I think this last point of yours hits on something very important. When
I was in my economics classes in college, my professor drew four
quadrants on the board when he was talking about the theory behind
pricing. One axis was price, the other axis was quality. This has a lot
to do with where a company wants to position itself in its marketplace,
and how it wants to try to compete with its competitors.
So in MUDs and MMOs that I've seen where you could produce things as a
player, you take some raw materials and stick them together. When you're
done, out pops a finished item. If you have low skill, sometimes it
takes a few tries and you ruin some of your raw materials. Getting
better at the crafting skill just increases your hit/miss percentage for
-building- the item, not for the "quality" of the item after it exists.
What if you could pretty much always make the finished product, but the
quality of the product was affected by your skill? For instance, the
sharpness of the swords you can make depends on how much skill you have,
or the durability of the clothing you sew, etc.?
Add to that the ability to consciously position yourself in your
marketplace: when you setup your shop, you set a "price" and a "quality"
slider. When you make products for your shop (however your game
accomplishes that task... it doesn't matter) the quality and price are
affected by your sliders. Maybe you decide that in order to make money,
you need to sell lots of low quality stuff for low, low prices because
your competitors are selling higher quality stuff, but it's way too
expensive. You could set yourself up as the Wal-Mart of your town, even
if your character had superb skill at producing your products.
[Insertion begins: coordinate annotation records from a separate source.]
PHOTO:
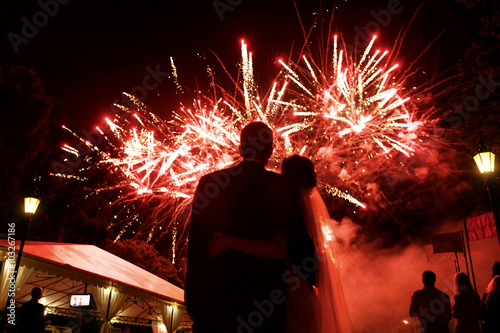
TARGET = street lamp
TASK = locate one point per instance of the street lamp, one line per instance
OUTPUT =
(485, 161)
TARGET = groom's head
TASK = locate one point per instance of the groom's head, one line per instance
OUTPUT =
(256, 142)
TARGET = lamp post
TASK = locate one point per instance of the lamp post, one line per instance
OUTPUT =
(30, 206)
(485, 161)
Alternatively, you could opt to sell fewer, higher quality specialty
items... carts with wheels that rarely break, bread with more
nutritional value, healing potions that heal more points... but to make
up for higher production costs, you need to make them more expensive.
I thought for a few minutes about making it one "price vs. quality"
slider instead of two independent sliders. That would simplify the
mechanism, but it would also eliminate some of the strategy. In a price
war, you could ramp up the quality slider and drop the price slider and
put yourself in a potentially unprofitable situation until you drove
your competitor(s) out... if you only had one slider, you'd be forced to
keep your shop set to "sane" settings all the time. It'd depend on what
kind of game you want to run, I guess.